If you traverse the autograd graph (by repeatedly using out.grad_fn.next_functions). You will find the below autograd graph. First image is the computation graph for iteration 0 & second image is the computation graph for iteration 1.

Computation graph 1

Computation graph 2

The dashed “red” box has the old nodes of i1 and self.y. Why? This is due to how in-place operation combines with autograd (see this post : link ). Since the computation graph 2 has old values as one of the nodes, you get the RunTime error.

Just for reference, the things I used to debug this was using .grad_fn.next_functions & running the code within a with torch.autograd.set_detect_anomaly(True) block. You can ping me if you need any more details regarding debugging.

jensw · September 21, 2021, 10:16pm

@Rahul_Chand Thank you very much for the detailed analysis and for explaining how you were able to debug the issue! I understand now where the problem comes from, the zero_ inplace operation does not make autograd “forget” the previous history even though it will no longer be relevant for computing the gradient value.

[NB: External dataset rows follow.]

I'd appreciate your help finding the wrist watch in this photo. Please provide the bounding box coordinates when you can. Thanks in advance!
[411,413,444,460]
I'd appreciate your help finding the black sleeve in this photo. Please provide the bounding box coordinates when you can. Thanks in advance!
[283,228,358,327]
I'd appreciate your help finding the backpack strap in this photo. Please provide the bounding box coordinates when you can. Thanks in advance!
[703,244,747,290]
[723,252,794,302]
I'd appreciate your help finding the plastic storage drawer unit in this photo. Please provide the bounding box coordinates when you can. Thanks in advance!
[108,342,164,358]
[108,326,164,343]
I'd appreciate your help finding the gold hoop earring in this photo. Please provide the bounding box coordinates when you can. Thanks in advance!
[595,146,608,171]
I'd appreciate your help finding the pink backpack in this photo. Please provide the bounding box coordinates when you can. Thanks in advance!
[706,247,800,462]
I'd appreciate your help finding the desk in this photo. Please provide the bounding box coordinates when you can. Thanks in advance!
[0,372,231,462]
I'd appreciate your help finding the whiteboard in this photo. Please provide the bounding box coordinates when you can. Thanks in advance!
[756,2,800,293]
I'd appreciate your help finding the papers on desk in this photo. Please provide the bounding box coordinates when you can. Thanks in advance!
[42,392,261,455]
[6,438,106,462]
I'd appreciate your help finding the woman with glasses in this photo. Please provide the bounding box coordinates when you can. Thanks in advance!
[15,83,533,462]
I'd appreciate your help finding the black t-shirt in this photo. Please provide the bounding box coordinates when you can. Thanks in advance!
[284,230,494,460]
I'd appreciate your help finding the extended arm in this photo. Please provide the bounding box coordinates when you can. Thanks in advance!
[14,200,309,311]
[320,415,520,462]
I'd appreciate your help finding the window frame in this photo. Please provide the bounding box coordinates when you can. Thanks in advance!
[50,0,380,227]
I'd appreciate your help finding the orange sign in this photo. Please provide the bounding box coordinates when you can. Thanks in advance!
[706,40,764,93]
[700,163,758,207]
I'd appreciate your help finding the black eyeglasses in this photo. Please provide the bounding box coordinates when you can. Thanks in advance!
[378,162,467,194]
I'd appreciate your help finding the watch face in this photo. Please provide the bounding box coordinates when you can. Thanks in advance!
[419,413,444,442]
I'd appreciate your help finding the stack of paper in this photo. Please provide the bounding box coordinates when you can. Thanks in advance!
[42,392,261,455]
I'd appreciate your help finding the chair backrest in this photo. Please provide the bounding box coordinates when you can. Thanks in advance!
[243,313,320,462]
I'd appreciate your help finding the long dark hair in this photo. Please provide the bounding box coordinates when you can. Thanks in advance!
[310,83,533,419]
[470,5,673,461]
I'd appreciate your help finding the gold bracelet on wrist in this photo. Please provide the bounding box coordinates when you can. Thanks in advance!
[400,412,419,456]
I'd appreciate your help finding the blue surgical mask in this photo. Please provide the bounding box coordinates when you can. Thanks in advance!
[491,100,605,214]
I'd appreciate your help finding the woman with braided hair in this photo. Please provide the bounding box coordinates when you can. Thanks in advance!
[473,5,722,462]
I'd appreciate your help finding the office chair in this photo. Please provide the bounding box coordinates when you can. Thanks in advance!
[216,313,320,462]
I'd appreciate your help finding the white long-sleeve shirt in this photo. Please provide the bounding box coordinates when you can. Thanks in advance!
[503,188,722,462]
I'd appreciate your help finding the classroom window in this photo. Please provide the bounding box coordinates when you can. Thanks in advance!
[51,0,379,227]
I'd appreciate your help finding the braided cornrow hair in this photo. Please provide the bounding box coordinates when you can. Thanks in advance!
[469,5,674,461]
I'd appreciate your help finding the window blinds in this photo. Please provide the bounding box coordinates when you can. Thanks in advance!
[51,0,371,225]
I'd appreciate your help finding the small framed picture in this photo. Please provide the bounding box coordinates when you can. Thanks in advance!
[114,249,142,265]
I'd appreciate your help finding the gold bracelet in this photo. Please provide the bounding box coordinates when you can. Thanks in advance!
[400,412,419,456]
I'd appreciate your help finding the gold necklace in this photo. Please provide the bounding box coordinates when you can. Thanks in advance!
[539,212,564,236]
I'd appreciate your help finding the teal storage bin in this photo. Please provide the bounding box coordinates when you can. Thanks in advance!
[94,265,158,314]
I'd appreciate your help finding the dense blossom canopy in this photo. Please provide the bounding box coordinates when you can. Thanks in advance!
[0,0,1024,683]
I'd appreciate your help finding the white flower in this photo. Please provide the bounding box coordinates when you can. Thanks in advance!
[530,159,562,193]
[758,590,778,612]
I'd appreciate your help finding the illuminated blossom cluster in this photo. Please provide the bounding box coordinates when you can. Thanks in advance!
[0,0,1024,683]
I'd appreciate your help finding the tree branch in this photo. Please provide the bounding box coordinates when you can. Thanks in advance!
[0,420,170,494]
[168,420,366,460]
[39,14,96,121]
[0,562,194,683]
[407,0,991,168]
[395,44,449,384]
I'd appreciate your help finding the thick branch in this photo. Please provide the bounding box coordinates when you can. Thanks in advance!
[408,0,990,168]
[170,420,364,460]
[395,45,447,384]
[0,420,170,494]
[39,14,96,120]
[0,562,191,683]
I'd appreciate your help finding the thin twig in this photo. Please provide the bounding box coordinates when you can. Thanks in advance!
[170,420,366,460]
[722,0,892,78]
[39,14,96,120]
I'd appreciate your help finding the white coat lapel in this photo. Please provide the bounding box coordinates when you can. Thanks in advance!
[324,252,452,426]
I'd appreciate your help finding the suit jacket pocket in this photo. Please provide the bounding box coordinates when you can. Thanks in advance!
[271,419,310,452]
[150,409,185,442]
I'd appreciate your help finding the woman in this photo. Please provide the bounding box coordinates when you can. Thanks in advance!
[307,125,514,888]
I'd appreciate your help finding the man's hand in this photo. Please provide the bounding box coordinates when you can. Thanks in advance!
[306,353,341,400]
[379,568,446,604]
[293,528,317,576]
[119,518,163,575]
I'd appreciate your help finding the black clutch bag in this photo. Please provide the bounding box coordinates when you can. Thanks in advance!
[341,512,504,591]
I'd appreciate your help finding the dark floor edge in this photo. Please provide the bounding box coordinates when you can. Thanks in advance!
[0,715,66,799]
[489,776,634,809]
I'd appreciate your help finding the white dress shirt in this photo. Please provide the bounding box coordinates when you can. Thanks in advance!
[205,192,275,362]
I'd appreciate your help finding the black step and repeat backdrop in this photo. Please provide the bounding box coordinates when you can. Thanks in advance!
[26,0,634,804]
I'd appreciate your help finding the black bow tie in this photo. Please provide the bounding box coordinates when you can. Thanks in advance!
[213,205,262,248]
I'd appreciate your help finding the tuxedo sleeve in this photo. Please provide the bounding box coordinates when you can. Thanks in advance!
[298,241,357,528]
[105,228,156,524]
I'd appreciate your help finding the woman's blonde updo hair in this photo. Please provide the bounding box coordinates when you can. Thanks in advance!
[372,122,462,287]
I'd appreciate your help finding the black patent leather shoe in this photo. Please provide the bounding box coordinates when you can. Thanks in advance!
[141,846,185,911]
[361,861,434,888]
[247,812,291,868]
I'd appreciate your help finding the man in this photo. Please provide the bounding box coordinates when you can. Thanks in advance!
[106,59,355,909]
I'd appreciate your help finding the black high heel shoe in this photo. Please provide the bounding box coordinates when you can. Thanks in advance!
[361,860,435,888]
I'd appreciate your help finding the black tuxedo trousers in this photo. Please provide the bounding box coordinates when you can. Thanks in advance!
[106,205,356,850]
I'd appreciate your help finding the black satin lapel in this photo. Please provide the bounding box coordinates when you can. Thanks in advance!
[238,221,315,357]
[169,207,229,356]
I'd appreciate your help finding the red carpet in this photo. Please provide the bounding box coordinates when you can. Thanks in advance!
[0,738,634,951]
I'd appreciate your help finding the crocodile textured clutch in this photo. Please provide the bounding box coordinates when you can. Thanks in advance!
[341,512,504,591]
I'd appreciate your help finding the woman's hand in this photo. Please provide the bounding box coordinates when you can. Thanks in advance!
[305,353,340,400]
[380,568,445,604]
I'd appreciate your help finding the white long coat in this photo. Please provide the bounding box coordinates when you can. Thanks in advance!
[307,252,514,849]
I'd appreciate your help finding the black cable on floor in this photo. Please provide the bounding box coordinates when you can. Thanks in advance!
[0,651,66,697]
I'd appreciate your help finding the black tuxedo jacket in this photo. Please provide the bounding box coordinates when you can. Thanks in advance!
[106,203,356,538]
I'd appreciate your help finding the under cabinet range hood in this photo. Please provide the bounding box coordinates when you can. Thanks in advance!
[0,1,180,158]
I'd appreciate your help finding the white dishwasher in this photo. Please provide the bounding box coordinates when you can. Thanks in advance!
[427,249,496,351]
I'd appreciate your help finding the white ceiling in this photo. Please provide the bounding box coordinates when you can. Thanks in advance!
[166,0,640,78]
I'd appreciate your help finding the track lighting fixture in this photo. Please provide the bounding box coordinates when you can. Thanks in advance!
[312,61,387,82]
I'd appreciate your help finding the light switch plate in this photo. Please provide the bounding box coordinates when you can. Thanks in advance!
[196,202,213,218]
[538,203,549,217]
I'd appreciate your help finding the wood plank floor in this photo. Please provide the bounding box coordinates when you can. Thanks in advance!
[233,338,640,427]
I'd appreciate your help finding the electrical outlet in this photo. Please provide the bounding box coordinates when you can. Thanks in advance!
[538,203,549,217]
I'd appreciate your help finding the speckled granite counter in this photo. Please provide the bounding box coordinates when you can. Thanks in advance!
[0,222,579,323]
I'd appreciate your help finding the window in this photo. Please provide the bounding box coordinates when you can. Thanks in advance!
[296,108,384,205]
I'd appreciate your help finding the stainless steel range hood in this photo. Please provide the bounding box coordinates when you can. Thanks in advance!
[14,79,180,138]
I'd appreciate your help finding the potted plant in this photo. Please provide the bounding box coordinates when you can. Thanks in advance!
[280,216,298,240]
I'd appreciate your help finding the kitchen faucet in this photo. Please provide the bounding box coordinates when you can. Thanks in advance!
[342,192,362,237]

In your simplified example, I could fix this problem by replacing the in-place operation with the following: self.x[0] = o1

However, I have not been able to to transfer this to my version where I have a wrapped model with multiple Parameters inside where I don’t know the exact structure (wanting to keep this generic), so can only access it through either actual_model.parameters() or actual_model.state_dict().

Do you have any idea how I could achieve this?